Speed in Matlab vs. Julia vs. Fortran

What @Ian Bush says in his answer about the dual precision is correct. Moreover,

  • You will likely not need openmp for the kind of parallelization you have done in your code. The Fortran's intrinsic do concurrent() will automatically parallelize the loop for you (when the code is compiled with the parallel flag of the respective compiler).

  • Also, the where elsewhere construct is slow as it often requires the creation of a logical mask array and then applying it in a do-loop.
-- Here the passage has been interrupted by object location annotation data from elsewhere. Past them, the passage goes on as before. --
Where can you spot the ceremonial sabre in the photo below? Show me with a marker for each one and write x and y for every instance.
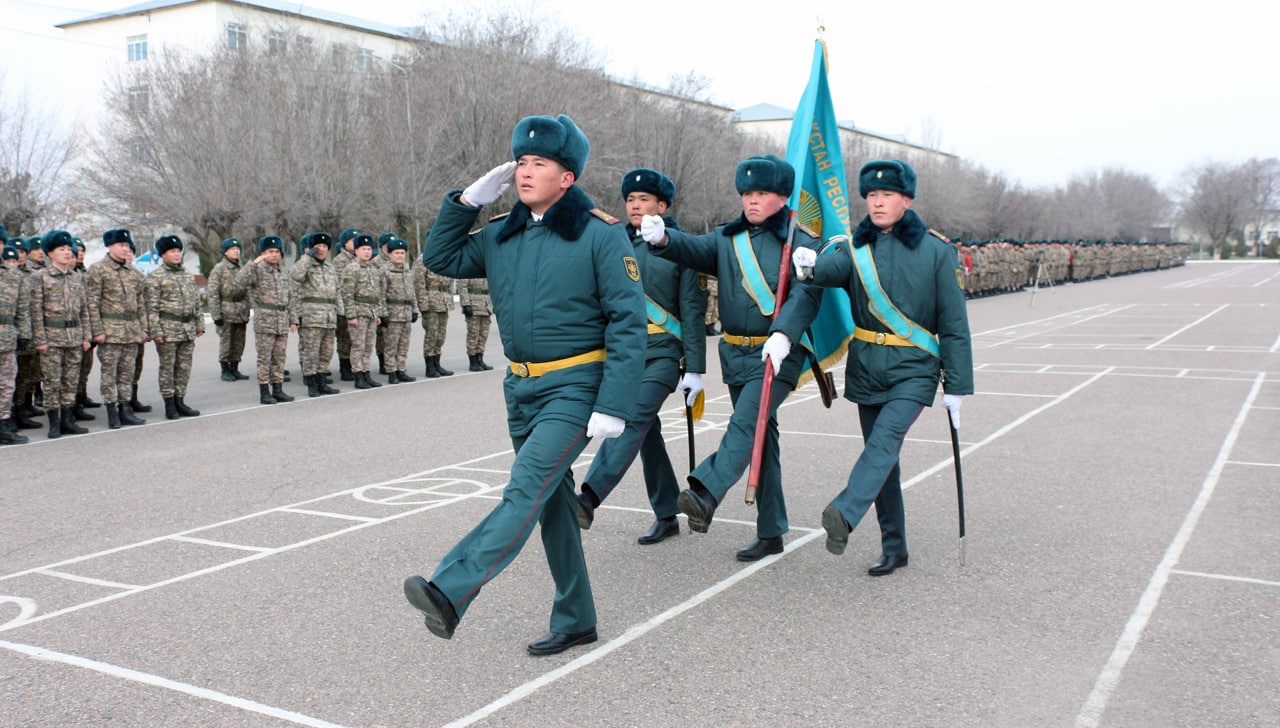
(762, 420)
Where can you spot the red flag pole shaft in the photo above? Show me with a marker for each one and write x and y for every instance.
(762, 419)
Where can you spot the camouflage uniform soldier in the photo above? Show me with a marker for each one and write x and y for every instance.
(82, 398)
(401, 308)
(273, 316)
(174, 320)
(115, 310)
(229, 312)
(364, 302)
(14, 330)
(434, 300)
(59, 317)
(474, 297)
(344, 256)
(319, 308)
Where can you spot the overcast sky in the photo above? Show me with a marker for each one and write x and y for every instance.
(1040, 92)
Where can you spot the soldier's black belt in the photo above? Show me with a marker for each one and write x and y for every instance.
(56, 324)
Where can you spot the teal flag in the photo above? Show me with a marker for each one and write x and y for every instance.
(822, 202)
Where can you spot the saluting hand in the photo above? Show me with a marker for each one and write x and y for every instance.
(489, 188)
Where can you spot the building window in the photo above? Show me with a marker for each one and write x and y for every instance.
(140, 99)
(275, 42)
(237, 36)
(137, 47)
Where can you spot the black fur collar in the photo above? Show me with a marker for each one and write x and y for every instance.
(776, 224)
(910, 229)
(566, 218)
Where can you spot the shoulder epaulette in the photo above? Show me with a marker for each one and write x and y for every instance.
(604, 216)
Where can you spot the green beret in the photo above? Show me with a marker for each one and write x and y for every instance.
(644, 179)
(168, 243)
(891, 174)
(55, 239)
(764, 173)
(557, 138)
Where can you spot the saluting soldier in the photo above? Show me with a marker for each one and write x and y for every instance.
(675, 303)
(59, 316)
(14, 332)
(272, 292)
(229, 310)
(319, 308)
(474, 298)
(344, 256)
(174, 321)
(117, 307)
(894, 370)
(434, 294)
(364, 302)
(401, 308)
(571, 312)
(746, 255)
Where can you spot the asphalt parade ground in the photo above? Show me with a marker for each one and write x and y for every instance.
(1121, 468)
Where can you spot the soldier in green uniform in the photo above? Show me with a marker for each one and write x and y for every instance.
(174, 321)
(894, 370)
(364, 302)
(273, 316)
(14, 329)
(117, 308)
(746, 255)
(401, 308)
(566, 291)
(59, 317)
(434, 300)
(319, 307)
(476, 308)
(675, 358)
(229, 311)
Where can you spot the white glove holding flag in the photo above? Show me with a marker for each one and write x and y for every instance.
(804, 260)
(653, 229)
(952, 403)
(604, 426)
(776, 348)
(693, 383)
(489, 188)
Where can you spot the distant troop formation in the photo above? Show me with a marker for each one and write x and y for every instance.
(1004, 265)
(54, 314)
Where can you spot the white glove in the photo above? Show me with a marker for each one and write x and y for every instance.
(804, 260)
(604, 426)
(691, 381)
(653, 229)
(776, 348)
(489, 187)
(952, 403)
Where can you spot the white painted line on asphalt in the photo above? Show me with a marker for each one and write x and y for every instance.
(1193, 324)
(156, 681)
(626, 637)
(1091, 713)
(86, 580)
(1226, 577)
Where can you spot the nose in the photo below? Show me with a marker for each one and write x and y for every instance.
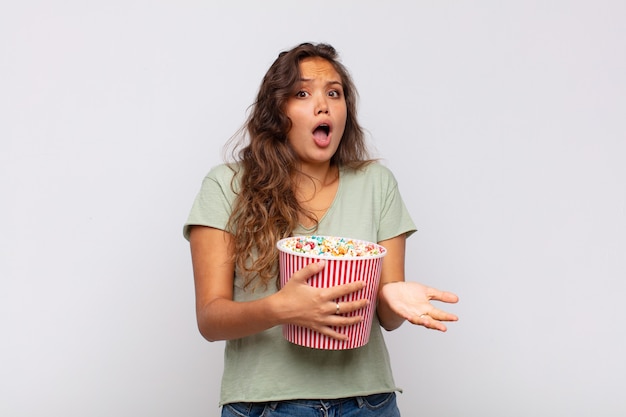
(321, 106)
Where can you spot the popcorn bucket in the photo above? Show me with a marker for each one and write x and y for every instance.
(347, 260)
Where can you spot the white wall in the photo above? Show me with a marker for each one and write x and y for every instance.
(504, 124)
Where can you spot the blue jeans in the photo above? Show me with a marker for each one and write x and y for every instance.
(379, 405)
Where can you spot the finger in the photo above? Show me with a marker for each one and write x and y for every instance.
(444, 296)
(347, 307)
(429, 322)
(441, 315)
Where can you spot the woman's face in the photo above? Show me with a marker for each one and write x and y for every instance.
(317, 113)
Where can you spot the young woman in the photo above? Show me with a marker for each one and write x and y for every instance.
(302, 169)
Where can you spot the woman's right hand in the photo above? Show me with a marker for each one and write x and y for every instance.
(316, 308)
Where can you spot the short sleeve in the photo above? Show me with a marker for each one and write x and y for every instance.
(214, 202)
(395, 218)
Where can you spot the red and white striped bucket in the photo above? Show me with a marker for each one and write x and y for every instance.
(338, 270)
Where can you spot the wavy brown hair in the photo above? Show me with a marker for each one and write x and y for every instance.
(266, 208)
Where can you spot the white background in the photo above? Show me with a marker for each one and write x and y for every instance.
(504, 123)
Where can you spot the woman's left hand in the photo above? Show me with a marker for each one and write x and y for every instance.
(411, 301)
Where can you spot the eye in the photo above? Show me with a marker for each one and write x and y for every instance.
(302, 94)
(334, 93)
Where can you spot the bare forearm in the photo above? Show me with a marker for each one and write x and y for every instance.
(388, 319)
(223, 319)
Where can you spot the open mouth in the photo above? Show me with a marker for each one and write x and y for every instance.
(322, 130)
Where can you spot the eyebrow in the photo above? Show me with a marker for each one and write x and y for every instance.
(305, 80)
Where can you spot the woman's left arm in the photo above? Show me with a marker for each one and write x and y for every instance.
(399, 300)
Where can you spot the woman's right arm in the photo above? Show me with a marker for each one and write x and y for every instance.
(221, 318)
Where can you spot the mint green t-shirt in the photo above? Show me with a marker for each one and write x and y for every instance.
(264, 366)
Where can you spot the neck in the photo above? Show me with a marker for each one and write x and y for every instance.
(320, 175)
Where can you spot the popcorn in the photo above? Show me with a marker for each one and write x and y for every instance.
(327, 246)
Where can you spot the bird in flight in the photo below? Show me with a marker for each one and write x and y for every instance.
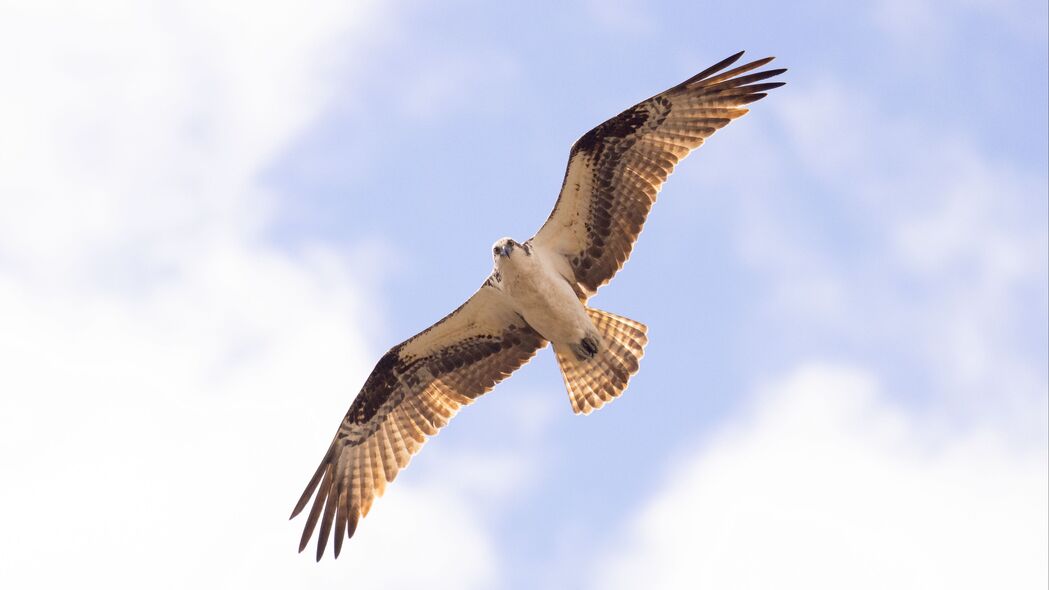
(537, 293)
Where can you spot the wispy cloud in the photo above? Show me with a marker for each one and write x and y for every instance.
(156, 349)
(821, 484)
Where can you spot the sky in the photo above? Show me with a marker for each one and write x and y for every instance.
(215, 217)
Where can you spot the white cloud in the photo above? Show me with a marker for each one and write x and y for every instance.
(821, 484)
(917, 240)
(170, 378)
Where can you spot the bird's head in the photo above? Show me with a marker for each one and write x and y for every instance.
(504, 249)
(508, 249)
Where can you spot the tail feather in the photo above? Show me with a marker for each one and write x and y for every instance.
(596, 381)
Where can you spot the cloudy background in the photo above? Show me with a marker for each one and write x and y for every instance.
(214, 217)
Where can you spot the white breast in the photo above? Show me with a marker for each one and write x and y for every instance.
(543, 297)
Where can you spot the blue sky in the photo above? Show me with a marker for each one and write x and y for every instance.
(214, 219)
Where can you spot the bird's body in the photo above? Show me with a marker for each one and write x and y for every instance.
(537, 293)
(534, 282)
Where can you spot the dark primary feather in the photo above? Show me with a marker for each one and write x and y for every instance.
(412, 392)
(616, 169)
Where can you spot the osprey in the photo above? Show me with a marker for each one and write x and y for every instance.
(536, 294)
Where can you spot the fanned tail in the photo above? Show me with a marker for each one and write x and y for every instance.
(592, 382)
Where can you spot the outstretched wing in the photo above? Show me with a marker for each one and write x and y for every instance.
(412, 392)
(616, 170)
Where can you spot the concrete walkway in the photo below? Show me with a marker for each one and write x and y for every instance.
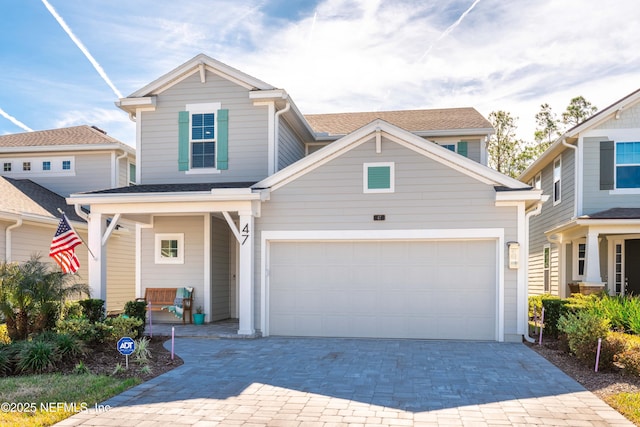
(326, 382)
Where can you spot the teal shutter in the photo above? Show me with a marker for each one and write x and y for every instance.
(606, 165)
(462, 148)
(223, 139)
(378, 177)
(183, 140)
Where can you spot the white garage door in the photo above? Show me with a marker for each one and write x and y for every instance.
(385, 289)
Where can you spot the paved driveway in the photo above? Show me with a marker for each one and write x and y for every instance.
(321, 382)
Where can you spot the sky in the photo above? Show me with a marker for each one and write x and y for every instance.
(65, 62)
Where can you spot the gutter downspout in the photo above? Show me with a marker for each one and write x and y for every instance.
(575, 177)
(534, 212)
(7, 238)
(277, 134)
(116, 171)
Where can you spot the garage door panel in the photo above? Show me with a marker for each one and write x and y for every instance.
(414, 289)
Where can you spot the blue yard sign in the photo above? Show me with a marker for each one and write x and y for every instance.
(126, 346)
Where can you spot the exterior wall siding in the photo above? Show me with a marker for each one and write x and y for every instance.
(158, 159)
(219, 270)
(550, 217)
(428, 195)
(291, 149)
(189, 274)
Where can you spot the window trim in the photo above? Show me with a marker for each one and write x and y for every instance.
(557, 197)
(159, 238)
(622, 190)
(575, 271)
(204, 108)
(365, 177)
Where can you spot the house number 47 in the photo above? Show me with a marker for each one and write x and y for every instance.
(245, 233)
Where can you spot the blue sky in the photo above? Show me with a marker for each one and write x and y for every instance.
(330, 55)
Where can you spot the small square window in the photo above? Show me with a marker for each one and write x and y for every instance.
(379, 177)
(169, 248)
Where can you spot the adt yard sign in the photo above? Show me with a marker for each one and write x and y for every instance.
(126, 346)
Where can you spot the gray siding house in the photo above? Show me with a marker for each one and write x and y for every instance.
(40, 169)
(378, 224)
(588, 235)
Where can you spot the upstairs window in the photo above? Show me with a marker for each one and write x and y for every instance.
(203, 138)
(557, 180)
(627, 164)
(379, 177)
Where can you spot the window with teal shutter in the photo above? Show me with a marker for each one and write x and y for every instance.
(378, 177)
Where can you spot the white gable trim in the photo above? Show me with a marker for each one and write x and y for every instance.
(192, 67)
(397, 135)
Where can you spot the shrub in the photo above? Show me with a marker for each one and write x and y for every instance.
(553, 309)
(37, 356)
(583, 330)
(137, 309)
(93, 309)
(69, 346)
(122, 327)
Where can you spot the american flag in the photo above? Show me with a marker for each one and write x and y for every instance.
(62, 247)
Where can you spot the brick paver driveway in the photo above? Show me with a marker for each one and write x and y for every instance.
(321, 382)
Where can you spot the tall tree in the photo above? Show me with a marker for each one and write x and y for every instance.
(547, 127)
(505, 151)
(578, 110)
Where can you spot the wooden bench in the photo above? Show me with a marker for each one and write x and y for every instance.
(158, 299)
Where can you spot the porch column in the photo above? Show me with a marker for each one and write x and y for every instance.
(97, 257)
(592, 261)
(245, 275)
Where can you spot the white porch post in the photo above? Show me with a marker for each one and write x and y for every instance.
(245, 297)
(98, 261)
(592, 262)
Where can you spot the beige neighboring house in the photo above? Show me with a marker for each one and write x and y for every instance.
(377, 224)
(38, 170)
(588, 234)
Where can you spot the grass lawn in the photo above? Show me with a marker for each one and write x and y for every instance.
(628, 404)
(54, 396)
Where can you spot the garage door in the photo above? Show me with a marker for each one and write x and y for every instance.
(385, 289)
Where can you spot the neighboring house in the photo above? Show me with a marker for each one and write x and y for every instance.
(40, 169)
(588, 233)
(324, 225)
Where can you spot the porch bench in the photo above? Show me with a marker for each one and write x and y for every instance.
(176, 300)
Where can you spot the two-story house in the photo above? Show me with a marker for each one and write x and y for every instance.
(588, 234)
(381, 224)
(38, 170)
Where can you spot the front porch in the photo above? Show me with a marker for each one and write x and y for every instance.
(599, 252)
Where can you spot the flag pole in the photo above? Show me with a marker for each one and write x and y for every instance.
(79, 236)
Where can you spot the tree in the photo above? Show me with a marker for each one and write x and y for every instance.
(505, 151)
(548, 127)
(578, 110)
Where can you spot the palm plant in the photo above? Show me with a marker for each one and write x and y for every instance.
(32, 294)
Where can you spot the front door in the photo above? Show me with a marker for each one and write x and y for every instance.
(632, 266)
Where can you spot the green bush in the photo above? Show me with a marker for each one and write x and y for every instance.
(583, 328)
(37, 356)
(93, 309)
(122, 327)
(69, 346)
(137, 309)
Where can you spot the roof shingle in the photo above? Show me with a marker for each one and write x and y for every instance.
(411, 120)
(76, 135)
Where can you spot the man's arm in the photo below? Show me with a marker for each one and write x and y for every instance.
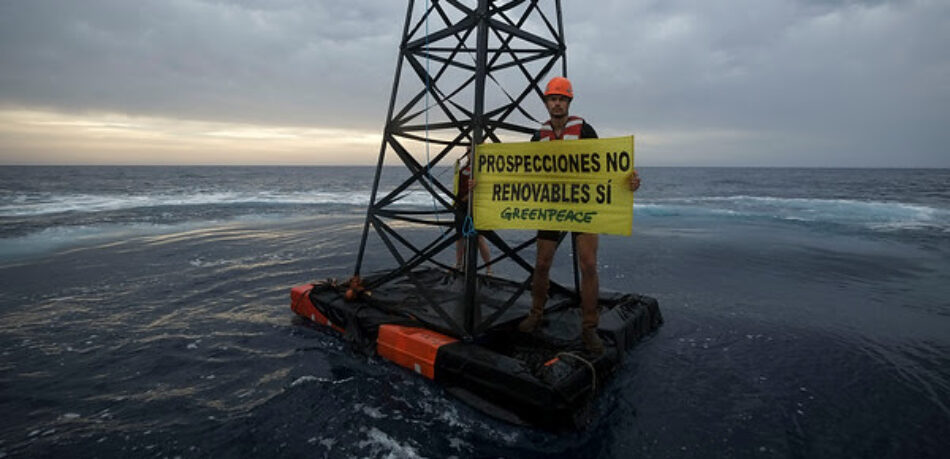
(588, 132)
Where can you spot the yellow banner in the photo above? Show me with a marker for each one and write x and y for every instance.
(565, 185)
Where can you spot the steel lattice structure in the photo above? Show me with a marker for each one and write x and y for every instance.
(465, 69)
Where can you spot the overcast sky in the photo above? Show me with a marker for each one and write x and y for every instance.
(707, 83)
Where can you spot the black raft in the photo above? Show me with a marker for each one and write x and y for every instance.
(545, 378)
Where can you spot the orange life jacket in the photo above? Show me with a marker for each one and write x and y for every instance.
(572, 129)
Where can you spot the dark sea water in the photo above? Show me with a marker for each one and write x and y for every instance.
(144, 312)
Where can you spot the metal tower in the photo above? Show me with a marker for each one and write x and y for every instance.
(469, 68)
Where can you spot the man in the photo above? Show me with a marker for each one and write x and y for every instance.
(557, 99)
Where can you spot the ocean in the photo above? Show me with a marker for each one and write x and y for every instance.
(144, 312)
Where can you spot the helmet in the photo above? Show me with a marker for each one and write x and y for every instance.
(559, 85)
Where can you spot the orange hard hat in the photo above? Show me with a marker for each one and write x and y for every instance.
(559, 85)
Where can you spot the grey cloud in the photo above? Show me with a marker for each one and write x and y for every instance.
(804, 82)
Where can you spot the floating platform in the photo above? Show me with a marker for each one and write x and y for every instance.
(544, 379)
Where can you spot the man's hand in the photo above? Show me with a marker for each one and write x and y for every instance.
(633, 180)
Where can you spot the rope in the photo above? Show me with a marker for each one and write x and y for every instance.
(593, 372)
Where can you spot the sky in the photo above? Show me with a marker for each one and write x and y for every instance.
(759, 83)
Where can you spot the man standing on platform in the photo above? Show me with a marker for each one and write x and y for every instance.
(557, 99)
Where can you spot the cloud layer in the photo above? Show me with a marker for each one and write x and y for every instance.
(745, 82)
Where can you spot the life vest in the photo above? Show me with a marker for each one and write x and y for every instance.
(572, 129)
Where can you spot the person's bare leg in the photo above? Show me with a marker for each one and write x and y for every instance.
(590, 291)
(539, 285)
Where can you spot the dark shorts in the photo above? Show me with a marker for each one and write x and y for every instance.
(549, 235)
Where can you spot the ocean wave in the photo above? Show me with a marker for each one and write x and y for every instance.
(875, 215)
(39, 204)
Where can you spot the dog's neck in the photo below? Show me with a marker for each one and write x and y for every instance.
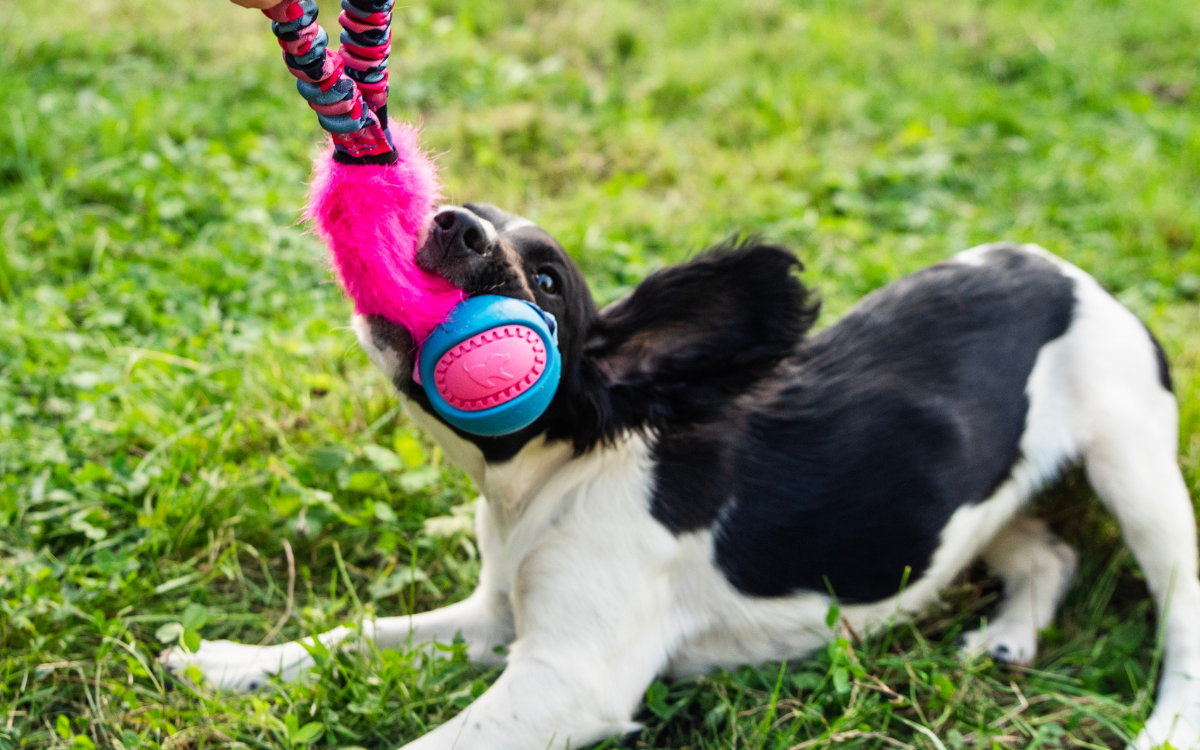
(510, 485)
(513, 485)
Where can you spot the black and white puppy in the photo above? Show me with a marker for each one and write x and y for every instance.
(708, 472)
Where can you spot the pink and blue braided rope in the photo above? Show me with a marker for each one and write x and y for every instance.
(347, 88)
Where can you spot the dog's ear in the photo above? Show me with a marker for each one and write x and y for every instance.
(703, 330)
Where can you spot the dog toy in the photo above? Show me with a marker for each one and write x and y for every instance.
(490, 365)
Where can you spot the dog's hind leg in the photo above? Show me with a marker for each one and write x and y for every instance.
(1131, 453)
(1037, 569)
(1137, 475)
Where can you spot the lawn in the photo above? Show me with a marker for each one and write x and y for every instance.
(180, 395)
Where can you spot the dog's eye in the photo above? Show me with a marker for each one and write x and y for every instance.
(547, 283)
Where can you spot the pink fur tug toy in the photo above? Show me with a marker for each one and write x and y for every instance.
(372, 196)
(490, 365)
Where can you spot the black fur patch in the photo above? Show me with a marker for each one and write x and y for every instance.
(846, 466)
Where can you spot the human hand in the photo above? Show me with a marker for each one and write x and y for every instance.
(262, 5)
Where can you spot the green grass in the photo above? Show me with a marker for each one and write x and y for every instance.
(179, 393)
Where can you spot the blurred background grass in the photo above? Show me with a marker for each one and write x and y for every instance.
(179, 391)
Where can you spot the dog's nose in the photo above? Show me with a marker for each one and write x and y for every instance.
(459, 233)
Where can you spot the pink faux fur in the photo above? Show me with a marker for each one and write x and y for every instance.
(373, 219)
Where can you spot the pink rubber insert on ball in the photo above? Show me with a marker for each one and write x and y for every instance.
(491, 369)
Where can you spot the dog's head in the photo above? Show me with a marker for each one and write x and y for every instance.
(687, 341)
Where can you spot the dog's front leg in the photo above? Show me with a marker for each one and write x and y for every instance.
(484, 619)
(597, 622)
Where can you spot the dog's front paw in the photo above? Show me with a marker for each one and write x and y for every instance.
(226, 665)
(1176, 732)
(1003, 645)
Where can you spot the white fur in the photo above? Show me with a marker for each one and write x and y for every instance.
(594, 598)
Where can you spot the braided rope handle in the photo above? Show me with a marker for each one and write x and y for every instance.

You can use do concurrent() in place of where to both avoid the extra temporary array creation and parallelize the computation on multiple cores.

  • Also, when comparing 64bit precision numbers, it's good to make sure both values are the same type and kind to avoid an implicit type/kind conversion before the comparison is made.

  • Also, the calculation of a_grid(i) - a_grid/R in computing the c array is redundant and can be avoided in the subsequent line.

Here is the modified optimized parallel Fortran code without any OpenMP,

module mod_calc

    use iso_fortran_env, only: dp => real64

    implicit none
    integer, parameter :: len = 1001
    public :: dp, len

contains

    subroutine linspace(from, to, array)
        real(dp), intent(in) :: from, to
        real(dp), intent(out) :: array(:)
        real(dp) :: range
        integer :: n, i
        n = size(array)
        range = to - from
        if (n == 0) return
        if (n == 1) then
            array(1) = from
            return
        end if
        do concurrent(i=1:n)
            array(i) = from + range * (i - 1) / (n - 1)
        end do
    end subroutine

    subroutine calc_val() 

        implicit none

        real(dp) :: bbeta, sigma, R, zeta, tol, test
        real(dp) :: a_grid(len), V_mat(len,2), V_last(len,2), u(len,len,2), c(len,len,2)
        
        integer :: outeriter, i, j, k, sss, next_mat(2,len), fu
        character(len=*), parameter :: FILE_NAME = 'data.txt'   ! File name.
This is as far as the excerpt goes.